YUGOSLAVIA: A Red Wall Street?

Yugoslavia is sometimes described as 100% Marxist—50% Karl and 50% Groucho. Although it is Communist, it maintains a market economy that is based on competition between state-owned but individually run companies. That zany-sounding blend of socialism and free enterprise has given the 20.5 million Yugoslavs the fastest growing economy in Eastern Europe. In major cities, modern, wide-windowed apartment complexes dot the skyline, autos clog the streets and stores are stocked with television sets, radios and kitchen appliances. Lately, however, the system has developed enough problems to bring the nation to a crossroad at which its leaders must decide how much further they are willing to go toward a freer economy. Some are prepared to go all the way to the establishment of a Communist stock and bond market.
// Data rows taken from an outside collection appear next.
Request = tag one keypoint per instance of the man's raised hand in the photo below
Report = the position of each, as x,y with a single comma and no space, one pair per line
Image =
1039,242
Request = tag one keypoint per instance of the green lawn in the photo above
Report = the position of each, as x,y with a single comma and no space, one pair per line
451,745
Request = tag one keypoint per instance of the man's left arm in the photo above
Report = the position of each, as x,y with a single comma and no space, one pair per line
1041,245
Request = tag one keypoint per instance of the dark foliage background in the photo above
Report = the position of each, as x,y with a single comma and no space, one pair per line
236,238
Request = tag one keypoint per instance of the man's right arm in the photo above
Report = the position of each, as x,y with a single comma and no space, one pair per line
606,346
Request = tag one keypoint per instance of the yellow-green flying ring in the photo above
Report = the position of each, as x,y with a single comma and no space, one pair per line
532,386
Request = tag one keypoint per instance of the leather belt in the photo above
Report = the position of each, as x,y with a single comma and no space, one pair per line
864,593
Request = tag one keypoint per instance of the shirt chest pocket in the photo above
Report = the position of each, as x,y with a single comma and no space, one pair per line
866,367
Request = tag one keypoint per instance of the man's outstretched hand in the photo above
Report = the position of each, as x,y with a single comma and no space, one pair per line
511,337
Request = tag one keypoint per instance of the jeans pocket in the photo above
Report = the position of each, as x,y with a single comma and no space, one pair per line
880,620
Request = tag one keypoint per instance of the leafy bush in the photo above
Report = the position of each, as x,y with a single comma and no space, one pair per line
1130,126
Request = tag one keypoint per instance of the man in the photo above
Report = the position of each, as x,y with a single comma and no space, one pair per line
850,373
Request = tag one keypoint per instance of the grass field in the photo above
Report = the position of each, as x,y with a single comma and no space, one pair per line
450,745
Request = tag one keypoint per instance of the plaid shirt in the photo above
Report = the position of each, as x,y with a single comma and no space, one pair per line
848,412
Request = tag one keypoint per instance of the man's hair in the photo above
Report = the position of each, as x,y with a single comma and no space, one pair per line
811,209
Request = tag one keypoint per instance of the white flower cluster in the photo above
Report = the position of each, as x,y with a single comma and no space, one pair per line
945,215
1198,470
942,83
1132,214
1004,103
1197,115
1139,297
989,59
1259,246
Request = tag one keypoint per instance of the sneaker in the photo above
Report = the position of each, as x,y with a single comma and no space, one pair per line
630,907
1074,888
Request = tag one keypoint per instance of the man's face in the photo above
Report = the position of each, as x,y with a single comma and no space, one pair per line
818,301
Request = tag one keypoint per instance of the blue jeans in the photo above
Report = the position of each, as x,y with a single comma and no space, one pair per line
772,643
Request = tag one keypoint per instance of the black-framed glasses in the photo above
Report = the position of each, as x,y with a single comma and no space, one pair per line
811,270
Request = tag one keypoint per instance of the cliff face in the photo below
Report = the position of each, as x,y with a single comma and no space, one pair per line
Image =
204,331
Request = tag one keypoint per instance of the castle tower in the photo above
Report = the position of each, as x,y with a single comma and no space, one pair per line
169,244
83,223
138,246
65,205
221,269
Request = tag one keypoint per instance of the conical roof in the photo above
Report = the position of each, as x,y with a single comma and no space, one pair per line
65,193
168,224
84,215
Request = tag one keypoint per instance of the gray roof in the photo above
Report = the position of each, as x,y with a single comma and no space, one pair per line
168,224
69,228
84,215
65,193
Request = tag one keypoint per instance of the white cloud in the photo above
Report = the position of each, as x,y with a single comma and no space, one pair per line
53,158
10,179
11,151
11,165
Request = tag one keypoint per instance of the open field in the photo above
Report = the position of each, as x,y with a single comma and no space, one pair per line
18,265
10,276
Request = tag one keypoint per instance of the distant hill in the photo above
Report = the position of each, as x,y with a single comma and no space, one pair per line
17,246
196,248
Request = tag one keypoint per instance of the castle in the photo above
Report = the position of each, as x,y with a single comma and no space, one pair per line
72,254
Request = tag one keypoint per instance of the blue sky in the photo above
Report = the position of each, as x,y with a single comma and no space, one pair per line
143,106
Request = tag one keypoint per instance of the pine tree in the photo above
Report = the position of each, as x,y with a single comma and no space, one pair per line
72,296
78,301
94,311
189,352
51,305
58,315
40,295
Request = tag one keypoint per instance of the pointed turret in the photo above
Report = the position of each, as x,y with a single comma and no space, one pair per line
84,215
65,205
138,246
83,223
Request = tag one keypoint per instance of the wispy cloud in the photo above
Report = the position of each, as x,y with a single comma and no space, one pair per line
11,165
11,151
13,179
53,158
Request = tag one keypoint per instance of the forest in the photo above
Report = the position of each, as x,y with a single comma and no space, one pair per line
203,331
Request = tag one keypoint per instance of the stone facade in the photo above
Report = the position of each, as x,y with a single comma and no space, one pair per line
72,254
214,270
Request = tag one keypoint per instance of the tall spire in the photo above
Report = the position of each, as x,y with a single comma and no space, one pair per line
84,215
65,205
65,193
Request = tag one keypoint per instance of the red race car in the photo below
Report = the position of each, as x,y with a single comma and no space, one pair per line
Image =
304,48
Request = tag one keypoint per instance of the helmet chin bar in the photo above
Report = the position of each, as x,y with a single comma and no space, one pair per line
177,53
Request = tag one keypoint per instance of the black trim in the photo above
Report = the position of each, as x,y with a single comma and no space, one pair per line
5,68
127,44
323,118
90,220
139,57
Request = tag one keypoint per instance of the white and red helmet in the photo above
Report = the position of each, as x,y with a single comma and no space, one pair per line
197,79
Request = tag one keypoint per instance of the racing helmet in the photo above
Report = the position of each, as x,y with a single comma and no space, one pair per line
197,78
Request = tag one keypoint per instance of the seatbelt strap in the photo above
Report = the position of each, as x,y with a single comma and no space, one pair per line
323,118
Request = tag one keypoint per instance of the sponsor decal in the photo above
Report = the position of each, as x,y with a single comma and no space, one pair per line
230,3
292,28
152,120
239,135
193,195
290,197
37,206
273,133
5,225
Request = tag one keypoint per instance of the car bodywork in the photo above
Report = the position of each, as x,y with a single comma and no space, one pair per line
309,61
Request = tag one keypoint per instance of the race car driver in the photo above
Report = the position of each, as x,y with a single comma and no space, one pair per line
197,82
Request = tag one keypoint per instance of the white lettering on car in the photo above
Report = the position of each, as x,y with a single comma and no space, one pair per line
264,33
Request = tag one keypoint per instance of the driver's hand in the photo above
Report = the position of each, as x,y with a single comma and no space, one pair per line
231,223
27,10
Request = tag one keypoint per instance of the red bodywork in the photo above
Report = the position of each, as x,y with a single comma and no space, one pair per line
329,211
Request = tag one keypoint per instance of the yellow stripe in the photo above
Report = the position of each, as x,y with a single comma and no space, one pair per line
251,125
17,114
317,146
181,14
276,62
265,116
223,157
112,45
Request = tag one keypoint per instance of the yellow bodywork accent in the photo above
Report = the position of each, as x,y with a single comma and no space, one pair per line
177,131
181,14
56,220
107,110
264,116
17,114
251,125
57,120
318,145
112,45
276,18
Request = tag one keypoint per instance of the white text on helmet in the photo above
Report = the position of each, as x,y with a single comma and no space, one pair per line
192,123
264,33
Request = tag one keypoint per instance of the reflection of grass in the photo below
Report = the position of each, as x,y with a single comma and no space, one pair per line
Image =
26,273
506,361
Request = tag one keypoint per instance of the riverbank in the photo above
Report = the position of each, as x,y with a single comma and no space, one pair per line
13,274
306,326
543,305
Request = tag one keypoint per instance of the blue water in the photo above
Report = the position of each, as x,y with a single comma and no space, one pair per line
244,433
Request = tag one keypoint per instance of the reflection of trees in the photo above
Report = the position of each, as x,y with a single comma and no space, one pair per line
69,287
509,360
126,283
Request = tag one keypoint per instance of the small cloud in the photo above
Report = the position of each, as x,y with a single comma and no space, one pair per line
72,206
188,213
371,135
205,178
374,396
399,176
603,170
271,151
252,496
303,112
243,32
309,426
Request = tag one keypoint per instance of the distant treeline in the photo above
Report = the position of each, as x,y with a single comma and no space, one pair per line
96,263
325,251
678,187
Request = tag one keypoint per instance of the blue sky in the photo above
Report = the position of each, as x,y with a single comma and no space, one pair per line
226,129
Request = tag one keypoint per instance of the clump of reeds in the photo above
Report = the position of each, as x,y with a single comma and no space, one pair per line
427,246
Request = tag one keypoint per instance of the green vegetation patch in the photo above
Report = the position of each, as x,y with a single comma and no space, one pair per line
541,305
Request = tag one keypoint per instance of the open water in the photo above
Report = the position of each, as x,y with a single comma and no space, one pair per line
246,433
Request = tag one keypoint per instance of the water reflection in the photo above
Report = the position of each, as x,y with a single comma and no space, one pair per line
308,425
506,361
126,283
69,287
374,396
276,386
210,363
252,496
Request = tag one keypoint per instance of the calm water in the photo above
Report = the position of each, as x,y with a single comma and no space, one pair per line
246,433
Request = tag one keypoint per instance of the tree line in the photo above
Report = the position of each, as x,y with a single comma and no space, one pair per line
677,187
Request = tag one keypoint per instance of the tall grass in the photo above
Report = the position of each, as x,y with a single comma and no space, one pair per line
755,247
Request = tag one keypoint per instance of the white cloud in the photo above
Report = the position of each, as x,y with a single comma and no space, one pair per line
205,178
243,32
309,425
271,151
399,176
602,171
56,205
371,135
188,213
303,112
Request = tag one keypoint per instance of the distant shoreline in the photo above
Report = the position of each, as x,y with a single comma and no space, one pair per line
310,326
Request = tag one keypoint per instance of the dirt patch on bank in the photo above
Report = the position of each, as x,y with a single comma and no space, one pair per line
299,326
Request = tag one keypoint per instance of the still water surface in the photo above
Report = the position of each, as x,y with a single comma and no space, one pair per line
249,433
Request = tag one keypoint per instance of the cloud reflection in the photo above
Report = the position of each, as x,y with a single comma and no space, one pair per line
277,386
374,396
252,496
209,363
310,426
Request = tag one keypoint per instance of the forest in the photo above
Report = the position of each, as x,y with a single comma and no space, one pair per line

Yugoslavia's economic split personality began emerging in 1950, when Marshal Josip Broz Tito rejected Soviet-style central planning in favor of economic decentralization. Under his "self-management" system, workers' councils set wage rates and product prices in each enterprise, and theoretically have the power to fire managers, who are responsible to the councils rather than to a state ministry. Kiro Gligorov, a leader of Yugoslavia's League of Communists and the nation's chief economist, explained to TIME Correspondent Strobe Talbott: "We believe that the state cannot replace private owners in the management of enterprises. Enterprises must manage themselves." They did efficiently enough in 1970 to lift "social product"—the Yugoslav term closest to gross national product—to $14 billion, a 6.7% rise after discounting inflation factors. Among European Communist countries, only Bulgaria and Albania had a lower total output, but none had such a rapid growth rate.

But industrial democracy has also brought the capitalistic combination of rampant inflation and a ballooning balance of payments deficit. By last August, Yugoslav consumer prices were 16% higher than a year earlier, and the balance of trade deficit soared 20%. In response, the government retreated toward central control of the economy. It held down wages, froze most prices, limited credit, restricted imports and devalued the dinar twice. The program held retail-price increases in the first quarter of 1972 to an acceptable 1.3%. In March, to bolster its trading ability, Yugoslavia obtained a $ 100 million stabilization loan from a trio of New York banks: Chase Manhattan, First National City and Bankers Trust.

Now Yugoslav leaders feel able to start what might be called Phase II of their "Economic Action Program," designed to loosen controls and stimulate growth while holding inflation to 5%. In a few months, Finance Secretary Jan-ko Smole will supervise decentralized units of management, labor and government representatives that will set wage rates in each enterprise by a kind of collective bargaining within broad limits imposed by the state. The government is also trying to spur corporate expansion by increasing the proportion of foreign-currency earnings that companies may keep for reinvestment rather than handing over to the central bank. The limit in most enterprises has been raised from 7% to 20%.